Solidarités en lutte


Fixant l’horizon brûlant de l’été, Anthéa dégustait un mélange d’eau tiède et de citron quand Ella lui annonca que Beryl était mort. Elle ne finit pas son verre. Beryl, mort ? Encore un des nôtres, se dit-elle. Elle bouillonne de l’intérieur. En l’espace de deux mois, trois de ses amis sont morts en voulant protéger le dernier oasis de fraîcheur de la région. Les sécheresses à répétition pendant ces 25 dernières années ont fait disparaître les plus grands lacs et les rivières. Les nappes phréatiques sont pratiquement à sec, mais il reste encore cet oasis verdoyant à proximité de l'îlot, où vivent Anthéa et son réseau militant.

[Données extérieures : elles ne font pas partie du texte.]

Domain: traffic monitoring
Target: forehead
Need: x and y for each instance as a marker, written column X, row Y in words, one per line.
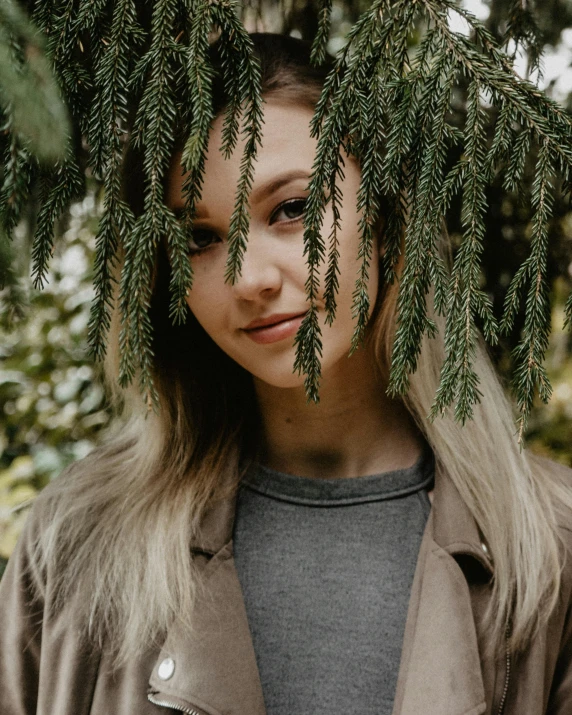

Iels se battent pour le

sauvegarder de l’entreprise Tellvy, voulant capter les ressources de l’oasis.

Beryl, celui qui l’a aidée à intégrer l’ilôt, celui qui l’a aidée à se sentir utile dans la lutte écologiste, celui qui lui a permis de croire encore en la solidarité dans ce monde déshumanisant et dangereux. Comment éviter que d’autres ne meurent ?

Anthéa prit la seule photo qu’elle avait de Beryl pour la mettre dans son carnet souvenirs. Son coeur se serra. Quelle suite maintenant pour le groupe ? Iels ne sont plus que cinq. Continuer ou battre en retraite ? Anthéa se leva.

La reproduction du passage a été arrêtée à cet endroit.